Let’s review what the new amendments require:

That all companies disclose their “beneficial” owners (that is, the persons who really control the business) in a publicly available register. Until now, the directive required a register, but allowed states to restrict public access;
That all trusts disclose the same in a register not available to the public, but still available to tax and law enforcement authorities, as well as businesses subject to AML rules;
That all member states verify the accuracy of data companies and trusts submit to those registers;
That AML rules be extended to virtual currencies and works of art.

In other words, the EU is expanding its definition of AML risk (to include virtual currencies and works of art); and collecting new troves of data on the people behind economic transactions; and making that data available to the public and law enforcement agencies. The consequences for third-party oversight — and for the compliance programs that oversee third-party oversight — will be significant.

First, outside stakeholders will expect corporations to put all this new data to work.

For example, the Panama Papers exposed clandestine business relationships that were questionable at best, and many were solely devoted to tax avoidance or other illicit activity. Once upon a time, a company might have been able to claim that it didn’t know it played an unwitting role in that activity.

Well, that claim rings hollow if the ownership data of other parties is available for anyone to see. Journalists, shareholder activists, anti-corruption groups: they’ll all be able to hold up a company’s business partners and transactions for scrutiny. In our social media age, that might result in swift, harsh judgments from the public (which might not even be accurate, if the public doesn’t know all the facts).

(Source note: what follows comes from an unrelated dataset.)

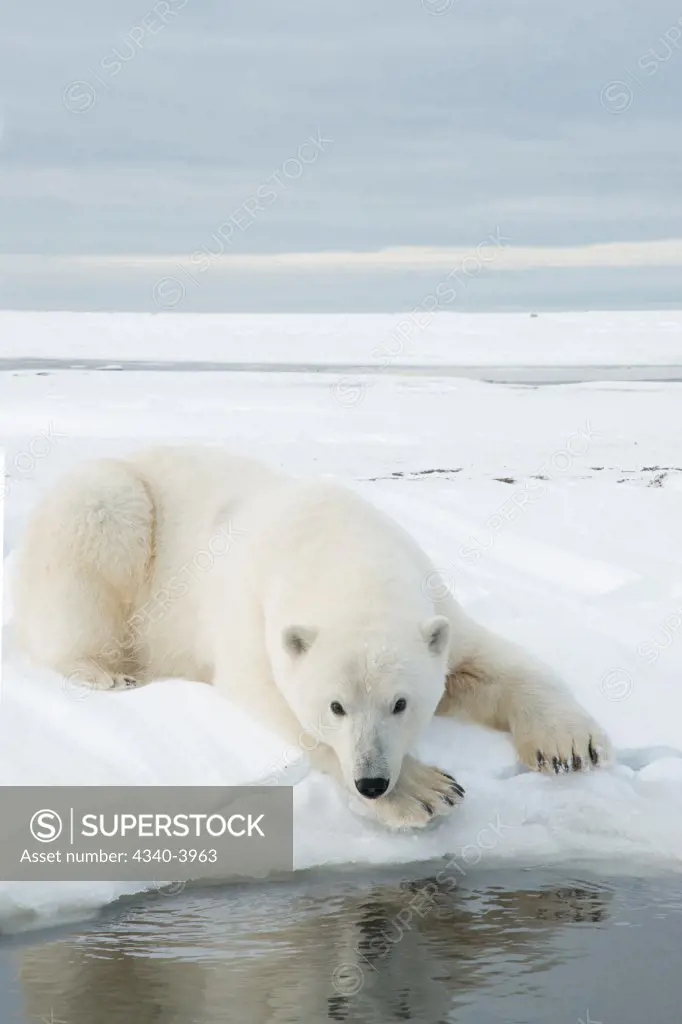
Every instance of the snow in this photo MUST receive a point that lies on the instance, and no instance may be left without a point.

More transparency is a good thing, but it heightens a company’s reputation risk. And few things alarm a board more than sudden, unexpected attacks on the company’s reputation.

Second, law enforcement will put this new data to work, too. Anti-corruption activists were disappointed that ownership data about trusts won’t be publicly available, but it will still be available to AML, tax, and anti-corruption authorities. Therefore a company’s enforcement risk will increase, if it does business with suspected tax cheats, money-launderers, or persons on sanctions lists.

From a business perspective, then, the risk (and therefore the cost) of a lax approach to customer due diligence and third-party risk management will increase. So the simplest, best way to avoid that risk will be improved customer due diligence, that weeds out those risks before they infect your enterprise.

The good news is that AML risk and customer due diligence aren’t new concepts. Policies to prevent AML risk, procedures to perform due diligence, systems to gather useful data so your compliance program can actually do its job — those building blocks already exist. They may not work well at your specific company, or they may need new attention to address the heightened risks the expanded AML Directive just created; but they exist.

The challenge in the near term will be to measure the gap between what your company does now for customer due diligence, and what it should do in the future to address those heightened new risks. Some of it might be prosaic: documentation, to satisfy regulators that will be checking all the ownership data companies file. Some might be strategic: “Do we really want to keep working with this type of customer, or in this line of transaction, if the public will be watching?”

Without question, however, the risks are about to go up. Compliance functions will need to plan accordingly.